Daurer: Nachhaltigkeit bleibt ein Thema. Viele Unternehmen haben erkannt, dass es dabei um die Zukunftsfähigkeit geht. Gerade in herausfordernden Zeiten sind Investitionen wichtig, um sich Wettbewerbsvorteile für die Zukunft zu sichern.
Wichtig war, unsere Supply Chain breiter aufzustellen und in volatilen Märkten auf verschiedene Branchen als Kunden zu setzen.
Geislinger hat auch einen Produktionsstandort in den USA. Welche Bedeutung hat dieser jetzt?
Philipp: Wir haben internationale Standorte in China, Japan, Korea und den USA. Das entspricht unserer Strategie, in der Region für die Region zu produzieren – und ist natürlich in der jetzigen Situation ein Riesenvorteil. Das bedeutet aber nicht, dass uns die Probleme der Weltwirtschaft nicht betreffen. Unsere größten Kunden sind aus dem Transportsektor, und die spüren Einschränkungen unmittelbar. Globale Handelskriege tun niemandem gut.
Es gibt noch einen weiteren „Auslands-Standort“, nämlich im Lavanttal in Kärnten. Macht es Sinn, in Österreich zwei Standorte zu haben?
Philipp: Wir hatten damals keine Expansionsmöglichkeiten hier in Hallwang, weder räumlich noch von den Arbeitskräften her. In Bad St. Leonhard gab es beides, und mittlerweile ist Kärnten unser größter Standort, und es gibt dort eine Geislinger Straße. Das zeigt die Wichtigkeit des Standorts und die Verbundenheit mit der Region.
Zeigt das auch die Probleme des Standortes Salzburg?
Daurer: Der Fachkräftemangel in der Region ist ein Thema, gar keine Frage. Es gibt hier zu wenige Absolventinnen und Absolventen berufsbildender Schulen. Umgekehrt punktet Salzburg mit einer sehr hohen Lebensqualität, allerdings sind auch die Lebenshaltungskosten hoch. Die Antwort der Betriebe ist, dass sie sehr stark selbst ausbilden.

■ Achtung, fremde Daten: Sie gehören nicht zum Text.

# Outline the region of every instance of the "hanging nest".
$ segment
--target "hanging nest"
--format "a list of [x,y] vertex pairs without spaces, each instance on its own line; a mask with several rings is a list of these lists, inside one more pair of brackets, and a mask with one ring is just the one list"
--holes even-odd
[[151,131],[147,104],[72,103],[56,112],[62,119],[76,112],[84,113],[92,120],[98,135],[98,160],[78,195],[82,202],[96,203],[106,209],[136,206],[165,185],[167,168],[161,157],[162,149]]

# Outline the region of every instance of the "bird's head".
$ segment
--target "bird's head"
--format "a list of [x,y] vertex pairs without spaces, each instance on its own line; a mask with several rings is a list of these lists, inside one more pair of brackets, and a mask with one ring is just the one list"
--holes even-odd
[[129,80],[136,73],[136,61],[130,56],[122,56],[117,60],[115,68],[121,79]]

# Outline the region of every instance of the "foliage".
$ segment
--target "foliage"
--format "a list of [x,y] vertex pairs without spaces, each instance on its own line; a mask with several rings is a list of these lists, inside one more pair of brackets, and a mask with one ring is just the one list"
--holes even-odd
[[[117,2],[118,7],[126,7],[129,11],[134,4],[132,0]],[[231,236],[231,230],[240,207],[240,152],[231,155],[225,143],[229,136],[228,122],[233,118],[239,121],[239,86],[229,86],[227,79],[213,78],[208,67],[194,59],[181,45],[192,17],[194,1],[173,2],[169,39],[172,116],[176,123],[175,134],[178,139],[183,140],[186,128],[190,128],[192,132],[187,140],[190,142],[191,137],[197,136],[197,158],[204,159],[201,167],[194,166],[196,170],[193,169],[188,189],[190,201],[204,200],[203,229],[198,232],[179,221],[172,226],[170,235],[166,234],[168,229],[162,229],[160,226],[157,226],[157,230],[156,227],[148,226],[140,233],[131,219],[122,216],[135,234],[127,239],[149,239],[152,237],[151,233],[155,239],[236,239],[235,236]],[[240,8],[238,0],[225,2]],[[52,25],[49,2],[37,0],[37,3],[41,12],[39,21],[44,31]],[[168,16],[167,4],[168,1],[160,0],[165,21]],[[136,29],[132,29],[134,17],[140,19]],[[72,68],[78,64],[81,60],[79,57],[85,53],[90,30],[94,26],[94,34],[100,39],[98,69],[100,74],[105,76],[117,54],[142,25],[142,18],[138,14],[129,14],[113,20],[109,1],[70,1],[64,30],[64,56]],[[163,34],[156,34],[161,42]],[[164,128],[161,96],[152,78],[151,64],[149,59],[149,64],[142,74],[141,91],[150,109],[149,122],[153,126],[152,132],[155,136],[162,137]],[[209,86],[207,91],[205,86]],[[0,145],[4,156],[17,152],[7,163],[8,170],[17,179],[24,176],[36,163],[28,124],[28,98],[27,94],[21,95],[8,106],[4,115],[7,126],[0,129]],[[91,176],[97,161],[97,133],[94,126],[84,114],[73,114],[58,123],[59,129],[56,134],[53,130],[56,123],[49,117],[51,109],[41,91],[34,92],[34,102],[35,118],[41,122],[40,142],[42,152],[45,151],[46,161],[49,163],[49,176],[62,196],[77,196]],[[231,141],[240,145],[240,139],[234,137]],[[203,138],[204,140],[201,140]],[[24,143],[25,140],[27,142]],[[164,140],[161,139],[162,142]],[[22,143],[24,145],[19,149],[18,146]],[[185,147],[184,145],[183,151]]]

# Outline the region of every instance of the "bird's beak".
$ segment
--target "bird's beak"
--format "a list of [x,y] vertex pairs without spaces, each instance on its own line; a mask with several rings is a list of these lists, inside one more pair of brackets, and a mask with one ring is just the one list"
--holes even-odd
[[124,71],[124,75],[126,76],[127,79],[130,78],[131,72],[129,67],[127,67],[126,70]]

Philipp: So wie Geislinger investieren viele Betriebe in die eigene Ausbildung und versuchen, junge Menschen frühzeitig ins Unternehmen zu holen, was sich im Übrigen auch auf die bestehenden Teams sehr positiv auswirkt. Und als Branche bemühen wir uns, Salzburg auch als Industriestandort sichtbar zu machen, und nicht nur als Kulturstadt.
Selbstkritisch die eigenen Prozesse zu hinterfragen und die etablierten Geschäftsmodelle auf den Prüfstand zu stellen – das sind entscheidende Faktoren für mehr Resilienz
Haben Familienunternehmen wie Geislinger in Krisenzeiten Vorteile, weil sie flexibler sind, oder Nachteile, weil sie oft weniger Kapitalpuffer haben?
Daurer: Familienbetriebe haben in der Regel einen langen Zeithorizont und denken in Generationen. Das gibt in Krisenzeiten Stabilität. Zudem kann schneller reagiert werden, wenn Management und Eigentümer zusammenfallen oder es einen kurzen Draht gibt.
Philipp: Aus meiner Erfahrung haben Familienbetriebe zwei große Vorteile: kurze Entscheidungswege, weil nicht diverse Gremien einbezogen werden müssen, und eine geringe Fremdfinanzierungsquote. Dadurch ist die Finanzkonstruktion stabiler, was bei finanziellen Durststrecken hilft. Und das bedeutet auch Stabilität für die Mitarbeitenden.
Daurer: Das ist ein ganz wesentlicher Punkt, der Familienbetriebe auszeichnet: Sie haben meist eine starke Unternehmenskultur, die durch eine hohe Mitarbeiterbindung und langfristige Geschäftsbeziehungen gekennzeichnet ist – beides Faktoren, die die Resilienz stärken.
Umfassender „Fitness-Check“ für Unternehmen
Best Managed Companies
ist ein seit über 30 Jahren international etabliertes Programm, bei dem die teilnehmenden Betriebe einem echten „Fitness-Check“ unterzogen werden. Der Fokus liegt auf den Bereichen Strategie, Produktivität und Innovation, Governance und Finanzen sowie Kultur und Engagement. Im Rahmen von Workshops werden die Schwerpunktbereiche gemeinsam mit Expertinnen und Experten von Deloitte analysiert. Anschließend entscheidet eine unabhängige Jury auf Basis der Erkenntnisse aus den Coachings und der Bewerbungsunterlagen, welche Unternehmen die begehrte Auszeichnung erhalten.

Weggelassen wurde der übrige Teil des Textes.